The agent opened and dumped my picks, rakes, shims, and all onto his desk, sorting through the various implements. “I suppose you are going to tell me you are a locksmith.” He began. “Locksmithing kits without a license make these illegal burglary tools.”
“But I am a licensed locksmith, Sir; you can find my license behind the side flap of the case.”
The agent pulled out a lo-and-behold locksmith license with a color photo and thumbprint, laminated and all. I had made it at home using Adobe Photoshop. I even went to the Unit Pass and ID section, put on the shirt/coat/tie combo we kept in a locker there, and had a decent passport photo made.
I came up with a cheesy logo and some official-sounding lingo, then I colored my thumb solid with a black ink pen to press my print onto the back. A quick pass through the hot laminator and, presto, good enough for government work!
I imagined I saw an impressed glint in the man’s eye, but then the second banana picked up a coil of string and stretched it out. There on the working end of the string was a ring of porcelain from a car spark plug—oy weh!!
“Hello… what do we have here??” The raised brow agent glibly inquired. What is this improvised device used for? There was no tap dancing around it. It was used to break into cars. The molecular structure of the porcelain, upon contact with the side windows of a car, will shatter them even if lightly tossed onto them. I had the string so I could swing the porcelain ring, shatter the window, and still retain my ring.

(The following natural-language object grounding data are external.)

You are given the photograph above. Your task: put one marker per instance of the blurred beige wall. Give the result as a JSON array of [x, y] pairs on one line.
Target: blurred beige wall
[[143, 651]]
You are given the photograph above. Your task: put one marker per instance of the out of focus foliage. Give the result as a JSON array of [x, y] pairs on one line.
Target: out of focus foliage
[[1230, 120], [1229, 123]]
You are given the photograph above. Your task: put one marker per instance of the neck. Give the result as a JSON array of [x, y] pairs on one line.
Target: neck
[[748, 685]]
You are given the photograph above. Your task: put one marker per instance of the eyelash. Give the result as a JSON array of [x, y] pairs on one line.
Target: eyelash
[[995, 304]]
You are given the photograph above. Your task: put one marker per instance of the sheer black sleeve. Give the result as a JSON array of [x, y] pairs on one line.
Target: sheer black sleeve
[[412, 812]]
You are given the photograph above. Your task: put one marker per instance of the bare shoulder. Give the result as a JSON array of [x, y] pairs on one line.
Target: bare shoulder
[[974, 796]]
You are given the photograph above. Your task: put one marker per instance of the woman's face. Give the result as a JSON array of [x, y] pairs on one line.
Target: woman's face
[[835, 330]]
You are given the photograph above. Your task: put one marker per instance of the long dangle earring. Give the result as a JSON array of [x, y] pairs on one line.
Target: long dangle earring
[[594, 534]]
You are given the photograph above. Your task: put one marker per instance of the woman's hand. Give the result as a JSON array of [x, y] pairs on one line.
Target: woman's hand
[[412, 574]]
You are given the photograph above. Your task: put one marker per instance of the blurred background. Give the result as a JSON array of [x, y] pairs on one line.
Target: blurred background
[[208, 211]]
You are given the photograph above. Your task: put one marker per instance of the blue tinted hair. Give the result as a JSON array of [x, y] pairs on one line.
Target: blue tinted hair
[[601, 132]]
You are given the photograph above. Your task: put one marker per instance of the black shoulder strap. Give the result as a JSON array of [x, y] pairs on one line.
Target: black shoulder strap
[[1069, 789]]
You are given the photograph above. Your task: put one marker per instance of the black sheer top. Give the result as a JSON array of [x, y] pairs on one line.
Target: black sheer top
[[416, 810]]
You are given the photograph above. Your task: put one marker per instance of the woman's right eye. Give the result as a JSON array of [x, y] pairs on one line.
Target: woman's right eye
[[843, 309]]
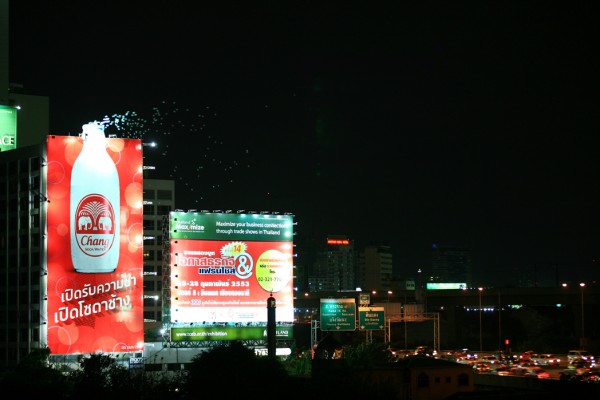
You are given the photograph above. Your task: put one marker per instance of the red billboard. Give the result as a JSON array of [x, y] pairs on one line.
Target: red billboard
[[230, 280], [94, 243]]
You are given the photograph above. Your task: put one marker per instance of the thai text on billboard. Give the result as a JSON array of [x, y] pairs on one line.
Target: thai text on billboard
[[8, 128], [228, 265], [94, 311]]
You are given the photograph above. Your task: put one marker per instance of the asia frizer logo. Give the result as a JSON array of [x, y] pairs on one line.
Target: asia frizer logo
[[95, 225], [244, 263]]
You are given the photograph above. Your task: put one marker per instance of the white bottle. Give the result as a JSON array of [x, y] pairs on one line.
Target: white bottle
[[95, 205]]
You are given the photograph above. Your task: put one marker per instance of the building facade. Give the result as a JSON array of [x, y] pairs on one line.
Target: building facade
[[335, 266], [374, 268]]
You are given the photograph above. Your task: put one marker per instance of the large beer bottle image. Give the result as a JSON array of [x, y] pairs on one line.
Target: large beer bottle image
[[94, 205]]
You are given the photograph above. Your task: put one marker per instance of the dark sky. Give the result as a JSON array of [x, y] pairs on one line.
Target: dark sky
[[411, 123]]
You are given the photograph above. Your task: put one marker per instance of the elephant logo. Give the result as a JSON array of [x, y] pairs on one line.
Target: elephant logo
[[104, 223], [84, 223]]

“Ohhhhh…………….. that’s just a stupid toy I rigged for my cat. I dangle it in front of her, and she goes nuts; hours of fun….”
“I see, and you just figure that your locksmith kit is the best place to keep Whisker’s toy.”
“Yes, yes I do, Sir.”
Finally, the picnic was over. “Please explain this photo log of the National Guard Compound and the camera, geo.”
After a momentary pause: “I have nothing clever to say.”
Yes, it was over, and they had won. That song ‘What Kind of Fool am I’ popped into my head and refused me requiem. I was released from my metal bond to my chair. I rubbed my wrist as I accepted the inbound brow-beating from the lead agent to the effect: “Know this: we’re going to be keeping a close eye on you from here out. I don’t like what I’m seeing here; no, sir, not one little bit!
Christ, what did I do, wet the bed? Throttle back Dick Tracy; I’ll straighten up and fly right from here out, thought I.
The junior agent drove me a distance from the station and dropped me off just northwest of ‘I have no phuqing idea’ Atlanta. Aw, there now, geo… we know exactly where we are—we’re at the intersection of Phuqing Peach and Infernal Peach. I stood still on the sidewalk, held up my outstretched arms, and shouted: “NEEEEEEXT!!”
I had admittedly had it for one day. I contemplated unstitching the tongue of my shoe and going out for a real meal as a measure of rearm and refit effort. But ‘no,’ I thought. If I do that, then I am admitting to myself that I am at the bottom, and it is bound to get worse still, especially once overseas.
In retrospect, I would learn that I was absolutely right on this night and had made the right choice. I begrudgingly made my way to the detested subway stop and sat and waited for my train.
And then something happened.
Something that totally turned my mood around and knocked the sharp edge clean off my stoop of spirit:
From my trackside bench, I looked across the tracks to a figure sitting on the opposing bench reading a newspaper. He held the paper spread wide open and in front of his face. He had cut out the feature photo on the front page, and there, peering at me through the square hole in the page, was the face of my squadron brother, Paul, gawing at me with a $hit-eating grin.
With a grin and salute from me, Paul’s train glided between us.
“By God, I think I’ll skip the train and just walk back to my motel. I have to say it’s been a good day… didn’t even have to use my AK.”